Friday, November 7, 2008

“Volevo I Pantaloni” (Good Girls Don’t Wear Trousers) by Lara Cardella

Year of publication: 1989
Genre: Novel for Young Adults
Setting and Time: Sicily, 1980s and diary entries going back to the 1960s
Themes: Chauvinism, sexual violence, Sicilian traditional society, sexuality

About the author : Lara Cardella was born in 1969 in Licata, Sicily. Her first, best-selling novel, Volevo I Pantaloni, was written when she was only 19. The book caused a scandal in the small Sicilian community where she lived because it fiercely criticized what she perceived as the backwardness and chauvinism of traditional Sicilian society. The controversy surrounding the book, as well as the young age of the author, contributed to make it a huge bestseller in Italy. She has written other novels, including a sequel to this book, but never really matched the success of her first book.
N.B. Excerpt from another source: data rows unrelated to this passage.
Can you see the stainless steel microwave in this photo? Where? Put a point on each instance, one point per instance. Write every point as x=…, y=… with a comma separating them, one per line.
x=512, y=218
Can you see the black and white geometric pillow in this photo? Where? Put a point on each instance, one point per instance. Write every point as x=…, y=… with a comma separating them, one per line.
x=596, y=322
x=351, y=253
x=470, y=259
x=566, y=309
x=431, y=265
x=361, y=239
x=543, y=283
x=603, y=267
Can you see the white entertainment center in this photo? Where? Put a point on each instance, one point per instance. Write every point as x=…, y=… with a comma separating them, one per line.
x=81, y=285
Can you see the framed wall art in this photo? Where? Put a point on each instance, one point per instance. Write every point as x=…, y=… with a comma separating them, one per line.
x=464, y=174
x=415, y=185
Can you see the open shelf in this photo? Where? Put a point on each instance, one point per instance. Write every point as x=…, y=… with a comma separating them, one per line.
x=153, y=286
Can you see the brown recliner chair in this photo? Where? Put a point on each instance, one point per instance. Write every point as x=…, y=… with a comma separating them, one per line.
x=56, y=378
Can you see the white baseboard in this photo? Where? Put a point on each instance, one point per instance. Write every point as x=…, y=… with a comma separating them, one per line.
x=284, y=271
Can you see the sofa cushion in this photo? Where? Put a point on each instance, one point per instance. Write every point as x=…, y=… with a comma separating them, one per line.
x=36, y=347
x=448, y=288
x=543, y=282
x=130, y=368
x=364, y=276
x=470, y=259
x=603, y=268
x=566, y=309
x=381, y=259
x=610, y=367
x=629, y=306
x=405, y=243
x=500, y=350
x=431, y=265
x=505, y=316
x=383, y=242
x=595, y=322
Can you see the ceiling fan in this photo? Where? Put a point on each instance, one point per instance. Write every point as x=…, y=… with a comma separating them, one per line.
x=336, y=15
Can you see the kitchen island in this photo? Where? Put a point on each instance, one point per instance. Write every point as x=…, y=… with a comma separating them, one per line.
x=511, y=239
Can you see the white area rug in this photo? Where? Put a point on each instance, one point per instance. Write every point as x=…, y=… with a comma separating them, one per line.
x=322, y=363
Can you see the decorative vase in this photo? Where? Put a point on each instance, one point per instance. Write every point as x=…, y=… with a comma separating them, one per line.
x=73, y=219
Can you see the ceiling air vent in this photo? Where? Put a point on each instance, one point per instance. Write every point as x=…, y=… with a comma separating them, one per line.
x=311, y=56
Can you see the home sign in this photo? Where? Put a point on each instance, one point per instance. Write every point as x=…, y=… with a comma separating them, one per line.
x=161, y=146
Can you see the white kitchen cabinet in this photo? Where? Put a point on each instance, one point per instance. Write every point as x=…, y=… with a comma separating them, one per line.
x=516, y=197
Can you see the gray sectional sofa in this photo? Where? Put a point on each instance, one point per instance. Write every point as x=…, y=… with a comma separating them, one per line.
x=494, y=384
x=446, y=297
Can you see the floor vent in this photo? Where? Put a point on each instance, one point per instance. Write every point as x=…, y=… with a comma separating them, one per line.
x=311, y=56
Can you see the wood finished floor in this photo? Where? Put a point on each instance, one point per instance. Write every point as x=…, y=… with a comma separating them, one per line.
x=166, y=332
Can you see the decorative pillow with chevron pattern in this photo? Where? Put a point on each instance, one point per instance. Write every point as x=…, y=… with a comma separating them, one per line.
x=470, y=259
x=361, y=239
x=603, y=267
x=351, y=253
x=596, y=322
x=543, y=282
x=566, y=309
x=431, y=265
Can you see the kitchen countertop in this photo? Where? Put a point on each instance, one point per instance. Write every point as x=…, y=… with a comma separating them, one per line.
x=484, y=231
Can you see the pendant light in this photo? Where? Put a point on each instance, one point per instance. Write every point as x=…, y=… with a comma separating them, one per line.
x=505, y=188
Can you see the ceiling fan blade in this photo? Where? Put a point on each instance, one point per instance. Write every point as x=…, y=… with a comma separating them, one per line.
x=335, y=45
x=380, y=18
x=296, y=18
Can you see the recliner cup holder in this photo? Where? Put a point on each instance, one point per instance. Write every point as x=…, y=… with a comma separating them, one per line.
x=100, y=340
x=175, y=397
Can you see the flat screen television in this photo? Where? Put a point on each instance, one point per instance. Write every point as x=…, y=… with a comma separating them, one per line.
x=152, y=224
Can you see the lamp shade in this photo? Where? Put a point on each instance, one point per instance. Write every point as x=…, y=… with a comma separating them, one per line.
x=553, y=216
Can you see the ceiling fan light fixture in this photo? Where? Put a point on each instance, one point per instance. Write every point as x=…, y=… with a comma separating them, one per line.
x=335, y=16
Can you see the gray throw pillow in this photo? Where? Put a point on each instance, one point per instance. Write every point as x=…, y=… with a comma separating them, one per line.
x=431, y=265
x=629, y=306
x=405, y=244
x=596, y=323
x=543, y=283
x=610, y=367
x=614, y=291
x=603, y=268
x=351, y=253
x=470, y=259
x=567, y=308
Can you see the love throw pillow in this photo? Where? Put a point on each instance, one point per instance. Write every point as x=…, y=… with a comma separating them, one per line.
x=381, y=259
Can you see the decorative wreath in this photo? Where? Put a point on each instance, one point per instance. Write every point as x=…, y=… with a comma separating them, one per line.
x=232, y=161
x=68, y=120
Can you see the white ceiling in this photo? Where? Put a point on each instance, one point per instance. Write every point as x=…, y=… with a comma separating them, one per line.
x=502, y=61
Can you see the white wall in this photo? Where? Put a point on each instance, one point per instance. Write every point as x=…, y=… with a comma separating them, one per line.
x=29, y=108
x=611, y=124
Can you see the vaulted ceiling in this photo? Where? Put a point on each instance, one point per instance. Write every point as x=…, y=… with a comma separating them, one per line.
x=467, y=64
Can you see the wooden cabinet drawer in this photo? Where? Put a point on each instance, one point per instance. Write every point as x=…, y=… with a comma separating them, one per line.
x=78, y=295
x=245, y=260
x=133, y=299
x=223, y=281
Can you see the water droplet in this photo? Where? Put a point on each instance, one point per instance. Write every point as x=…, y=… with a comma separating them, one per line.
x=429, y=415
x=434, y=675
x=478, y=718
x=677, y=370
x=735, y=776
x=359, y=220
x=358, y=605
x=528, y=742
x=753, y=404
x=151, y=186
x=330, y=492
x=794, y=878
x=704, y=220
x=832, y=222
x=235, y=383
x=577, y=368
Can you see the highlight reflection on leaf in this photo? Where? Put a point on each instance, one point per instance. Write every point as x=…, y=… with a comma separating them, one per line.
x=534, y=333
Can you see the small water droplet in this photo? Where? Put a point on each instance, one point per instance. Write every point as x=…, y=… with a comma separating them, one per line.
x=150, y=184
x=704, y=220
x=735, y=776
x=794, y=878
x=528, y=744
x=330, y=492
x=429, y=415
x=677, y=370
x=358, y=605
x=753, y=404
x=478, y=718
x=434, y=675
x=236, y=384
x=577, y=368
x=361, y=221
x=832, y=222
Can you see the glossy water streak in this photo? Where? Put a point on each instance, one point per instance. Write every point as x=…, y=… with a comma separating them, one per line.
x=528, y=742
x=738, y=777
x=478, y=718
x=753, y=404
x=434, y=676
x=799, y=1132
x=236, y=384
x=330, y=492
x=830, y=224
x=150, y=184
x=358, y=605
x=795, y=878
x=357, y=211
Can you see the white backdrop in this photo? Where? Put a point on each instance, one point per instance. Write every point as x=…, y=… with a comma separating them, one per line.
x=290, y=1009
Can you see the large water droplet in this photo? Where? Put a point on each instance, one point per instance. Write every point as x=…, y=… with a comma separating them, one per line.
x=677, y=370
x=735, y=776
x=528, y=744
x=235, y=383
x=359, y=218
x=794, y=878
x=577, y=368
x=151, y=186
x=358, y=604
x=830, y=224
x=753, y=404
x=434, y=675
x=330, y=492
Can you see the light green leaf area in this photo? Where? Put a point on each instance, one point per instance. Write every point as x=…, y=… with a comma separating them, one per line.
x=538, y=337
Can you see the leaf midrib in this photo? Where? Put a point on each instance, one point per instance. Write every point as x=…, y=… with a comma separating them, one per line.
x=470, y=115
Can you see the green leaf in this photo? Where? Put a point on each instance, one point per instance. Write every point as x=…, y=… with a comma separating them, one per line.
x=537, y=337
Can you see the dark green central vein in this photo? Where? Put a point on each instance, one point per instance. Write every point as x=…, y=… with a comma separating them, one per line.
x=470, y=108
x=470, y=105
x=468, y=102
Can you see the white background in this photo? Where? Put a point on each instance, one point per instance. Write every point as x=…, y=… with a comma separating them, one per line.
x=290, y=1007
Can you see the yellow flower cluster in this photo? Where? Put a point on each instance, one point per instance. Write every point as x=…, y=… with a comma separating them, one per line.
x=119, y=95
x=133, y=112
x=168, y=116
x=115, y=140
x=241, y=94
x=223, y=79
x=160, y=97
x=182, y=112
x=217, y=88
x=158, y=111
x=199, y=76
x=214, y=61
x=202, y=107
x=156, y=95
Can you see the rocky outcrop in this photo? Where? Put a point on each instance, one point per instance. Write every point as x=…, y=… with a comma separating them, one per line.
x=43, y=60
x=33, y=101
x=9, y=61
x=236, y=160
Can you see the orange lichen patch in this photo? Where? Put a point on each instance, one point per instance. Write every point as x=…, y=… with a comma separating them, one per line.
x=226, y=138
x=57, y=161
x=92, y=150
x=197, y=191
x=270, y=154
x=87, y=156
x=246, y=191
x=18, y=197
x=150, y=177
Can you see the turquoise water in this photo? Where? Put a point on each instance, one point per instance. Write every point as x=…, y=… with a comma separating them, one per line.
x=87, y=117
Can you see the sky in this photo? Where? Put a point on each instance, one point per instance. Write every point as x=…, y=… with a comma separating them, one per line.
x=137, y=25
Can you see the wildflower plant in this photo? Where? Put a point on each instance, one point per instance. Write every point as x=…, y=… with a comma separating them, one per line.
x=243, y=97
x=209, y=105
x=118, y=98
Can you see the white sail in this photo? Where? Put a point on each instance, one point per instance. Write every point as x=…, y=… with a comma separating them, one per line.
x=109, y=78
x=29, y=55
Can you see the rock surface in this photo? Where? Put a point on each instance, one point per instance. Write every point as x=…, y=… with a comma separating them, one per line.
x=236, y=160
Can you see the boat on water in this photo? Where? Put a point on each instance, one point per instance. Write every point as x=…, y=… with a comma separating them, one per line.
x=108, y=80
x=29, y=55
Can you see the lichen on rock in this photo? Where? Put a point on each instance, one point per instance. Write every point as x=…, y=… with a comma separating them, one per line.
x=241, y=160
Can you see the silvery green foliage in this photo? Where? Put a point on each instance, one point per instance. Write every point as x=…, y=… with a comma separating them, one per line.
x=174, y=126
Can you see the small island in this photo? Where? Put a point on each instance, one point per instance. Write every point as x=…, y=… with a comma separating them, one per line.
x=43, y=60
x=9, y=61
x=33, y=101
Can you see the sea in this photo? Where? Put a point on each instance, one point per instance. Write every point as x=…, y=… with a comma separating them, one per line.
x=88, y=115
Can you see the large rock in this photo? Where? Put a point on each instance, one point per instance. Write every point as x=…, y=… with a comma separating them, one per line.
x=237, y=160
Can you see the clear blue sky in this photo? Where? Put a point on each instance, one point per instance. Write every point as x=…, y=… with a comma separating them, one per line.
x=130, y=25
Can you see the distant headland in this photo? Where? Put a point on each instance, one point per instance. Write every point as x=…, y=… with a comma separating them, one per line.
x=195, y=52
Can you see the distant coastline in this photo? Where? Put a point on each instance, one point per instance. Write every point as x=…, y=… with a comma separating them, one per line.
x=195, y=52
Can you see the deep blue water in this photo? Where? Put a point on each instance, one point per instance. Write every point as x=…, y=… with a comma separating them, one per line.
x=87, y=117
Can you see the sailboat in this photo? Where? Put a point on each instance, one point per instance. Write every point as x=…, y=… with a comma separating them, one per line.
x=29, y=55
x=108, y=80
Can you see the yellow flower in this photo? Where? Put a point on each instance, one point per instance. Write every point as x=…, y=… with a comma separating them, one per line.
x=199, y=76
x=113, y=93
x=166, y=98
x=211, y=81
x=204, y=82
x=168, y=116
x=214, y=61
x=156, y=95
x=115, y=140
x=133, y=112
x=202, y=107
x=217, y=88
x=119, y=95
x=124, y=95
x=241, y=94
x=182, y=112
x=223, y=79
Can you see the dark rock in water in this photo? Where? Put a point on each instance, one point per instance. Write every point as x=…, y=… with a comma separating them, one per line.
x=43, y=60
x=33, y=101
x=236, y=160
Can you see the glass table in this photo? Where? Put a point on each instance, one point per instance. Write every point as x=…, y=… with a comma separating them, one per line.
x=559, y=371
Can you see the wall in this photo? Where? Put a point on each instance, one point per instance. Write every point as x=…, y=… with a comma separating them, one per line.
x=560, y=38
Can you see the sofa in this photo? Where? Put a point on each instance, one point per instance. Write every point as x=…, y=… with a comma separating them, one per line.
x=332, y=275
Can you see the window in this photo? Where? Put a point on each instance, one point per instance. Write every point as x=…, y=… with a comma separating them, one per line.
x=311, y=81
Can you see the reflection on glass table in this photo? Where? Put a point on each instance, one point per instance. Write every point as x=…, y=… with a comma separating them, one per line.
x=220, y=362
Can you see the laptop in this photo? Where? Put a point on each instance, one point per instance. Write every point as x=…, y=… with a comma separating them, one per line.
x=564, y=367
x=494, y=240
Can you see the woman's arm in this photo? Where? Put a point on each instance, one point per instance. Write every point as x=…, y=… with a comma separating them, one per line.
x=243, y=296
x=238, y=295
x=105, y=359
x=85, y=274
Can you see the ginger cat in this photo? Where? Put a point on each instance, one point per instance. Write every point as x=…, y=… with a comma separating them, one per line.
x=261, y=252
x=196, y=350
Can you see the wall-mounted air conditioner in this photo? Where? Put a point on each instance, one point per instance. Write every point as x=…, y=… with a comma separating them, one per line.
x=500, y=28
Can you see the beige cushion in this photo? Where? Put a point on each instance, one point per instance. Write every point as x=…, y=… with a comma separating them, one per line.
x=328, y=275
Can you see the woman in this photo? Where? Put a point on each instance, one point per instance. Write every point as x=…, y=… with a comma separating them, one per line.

Plot: Annetta, 12, feels suffocated in her small Sicilian village. She believes that wearing trousers will give her freedom, but is told that "only two kinds of people in Sicily wear trousers: men and “puttane” (sluts). Annetta chooses the only option open to her and practices flirting secretly with a young man. She is quickly spotted while passionately kissing, dragged off by her father, and labeled a slut. Plans are made to send her to a neighbouring village to live with her aunt and uncle; this is a horribly brutal plan since her uncle is a known child molester.

Some thoughts: I had to read this book because it is part of the programme for the A-level in Italian. It’s a novel for young adults, but I’m not really sure it was a good choice for students of Italian as a foreign language. Cardella’s way of making the book more realistic is colloquial language (which means no subjunctive!) and a massive dose of Sicilian dialect à la Camilleri (with notes, thanks God).
From Publishers Weekly:

“What may be provocative on one side of the Atlantic, however, can seem merely overblown when exported, and this slender effort bears an unfortunate resemblance to a B-movie. Annetta chafes at the strictures imposed on girls in her small Sicilian town: "Here, women can be wives and mothers but they can never be people." Her own rebellion culminates in kissing a boy in a public place, which lands her in predictable trouble-her father beats her, her mother curses her and both ship her off in disgrace to her aunt and uncle's house."

I agree with the American reviewer: I didn’t recognize the story of Annetta as something that could happen in contemporary Italy and I kept on thinking that the novel was set in the past, let’s say the 1950s. It is also a little didactic and simplistic: I wouldn’t advise this only to learners of Italian who want to read something about traditional Italian (or Sicilian) society, because personally I think that the author exaggerated the chavinism of her village only to sell more copies and create a scandal. Nonetheless, Cardella wrote quite well for a 19-year-old girl. At least I must admit this.


  1. Seen the movie inspired by this book but was too young and didn't get it very well;should see it again.

  2. I think the review was am bit harsh because there was a sense of rality and acceptance in the book and i don't hink she exaggerated. If anything, its simplistic to say these things don't happen anymore.

  3. i think the book is really good. I spent some time in Sicily a a few months ago living there for 10 months. I used to live in a little town in central Sicily. And there is one think I have to say - the book is absolutely true and fantastic. It made me understand quite a few things I didn't understand about the mentality of people living there. Without exaggerating I think I could write a similar book basing on what I saw there and what people behave like in there. Obviously it's not about criticising. It's just describing the culture and the way people whink and live in Sicily. 10 points for the book.

  4. well um i read this book because i had to study it at school and personally i think it is messed up, backwards and why would a 19 year old write anything like this???!, just my opinion.

  5. I am studying this book at the moment at school, so does anyone know of any online study guides for this book? It would be much appreciated!